Küresel risklere karşı swap anlaşmaları
Reel ekonomi ile finansal piyasalar arasındaki farkın açıldığı bir dönemden geçiyoruz. Açıklanan veriler korona salgınının ekonomik maliyetinin 2008 küresel krizinden çok daha büyük olduğunu teyit ediyor. Finansal piyasalar ise ekonomide sert inişin ardından “derin V” şeklinde bir canlanmayı fiyatlıyor.
Nisan ve mayıs ayına ait ekonomik veriler Amerika’dan Avrupa’ya Asya’dan Avustralya’ya tüm kıtalarda çok sert bir ekonomik daralmaya işaret ediyor. ABD, Brezilya ve Rusya gibi büyük ülkelerde salgının halen kontrol altına alınamaması ekonomilerin yeniden açılmasının gelgitler yaşanabilecek zorlu bir süreç olacağına işaret ediyor.
Açıklanan veriler Türkiye ekonomisinin de küresel durgunluk dalgasından kaçamayacağını gösteriyor. Elektrik tüketimi, kredi kartı harcamaları, PMI anketi gibi veriler Türkiye ekonomisinin yılın ikinci çeyreğinde yüzde 10 civarı küçüleceğine işaret ediyor.
Salgına karşı alınan önlemler nedeniyle ekonominin kapatılması bütçeden ödemeler dengesine temel dengelerde sert bir bozulmaya işaret ediyor.

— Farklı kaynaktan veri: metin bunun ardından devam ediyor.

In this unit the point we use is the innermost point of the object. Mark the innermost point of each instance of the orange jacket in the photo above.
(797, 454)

Küresel durgunluğun devam ettiği ve yılın ikinci yarısında turizm gelirlerinin yüzde 35-40 civarında gerilediği bir senaryoda Türkiye ekonomisi 2020 yılı genelinde yüzde 4,5 daralabilir.
Reel ekonomi cephesinde haber akışı bu kadar kötüyken finans piyasalarının toparlanmayı fiyatlaması bizi rahatsız etmiyor. Geçmiş döngülerin incelenmesi hisse senedi piyasalarının tepeden dibe zararın yarısına yakınını durgunluğun sona ermesinden bir çeyrek önce geri aldığını gösteriyor.

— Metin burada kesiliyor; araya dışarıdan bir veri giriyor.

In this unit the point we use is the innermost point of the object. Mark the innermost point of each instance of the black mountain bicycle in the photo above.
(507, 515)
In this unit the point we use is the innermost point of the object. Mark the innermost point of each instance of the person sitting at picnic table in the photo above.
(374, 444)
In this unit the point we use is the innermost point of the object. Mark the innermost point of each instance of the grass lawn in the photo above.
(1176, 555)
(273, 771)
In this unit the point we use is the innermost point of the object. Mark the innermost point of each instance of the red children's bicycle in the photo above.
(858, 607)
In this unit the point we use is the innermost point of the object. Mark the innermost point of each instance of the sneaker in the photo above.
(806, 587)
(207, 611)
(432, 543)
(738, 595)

Dolayısıyla yılın ikinci yarısında yaşanacak toparlanmayı finansal piyasaların mayıs ayında fiyatlamasında bir tuhaflık yok. Ancak bu sürecin küresel risk iştahını arkanıza aldığınız kolay bir dönem olmayabileceğini belirtelim.
ABD - Çin kavgası, doların güçlenmesi, gelişmekte olan ülkelerde yaşanabilecek not indirimleri gibi gelişmeler küresel risk iştahını bozup yerel parayı baskılayarak ekonomideki canlanmanın V değil U şeklinde olmasına neden olabilir.
Salgına karşı sağladığı başarıya rağmen Türkiye ekonomisi söz konusu risklere karşı açık konumda. Bunun farkında olan ekonomi yönetimi G20 ülkeleriyle swap anlaşmaları yaparak elini güçlendirmeye çalışıyor.
Dış ticaret bazlı swap anlaşmaları ödemeler dengesinin finansmanı için ilave bir kaynak oluşturmaz. Ama piyasa koşullarının kötüleştiği bir konjonktürde likidite ve sinyal etkisiyle küresel dalgaların vereceği zararı azaltabilir.
Bu bağlamda geçen hafta Rueters’ta çıkan İngiltere ve Japonya ile olası swap anlaşması haberini önemsiyoruz. Haberin doğru çıkması, Türkiye’nin bu ülkelerle toplamda 10 milyar doların üzerinde bir swap anlaşması yapması ve Türk Lirası’nın güçlenmesi bu hafta yapılacak PPK toplantısı öncesinde faiz indirimine devam etmek için Merkez Bankası’nın elini rahatlatır ve büyümeyi destekler.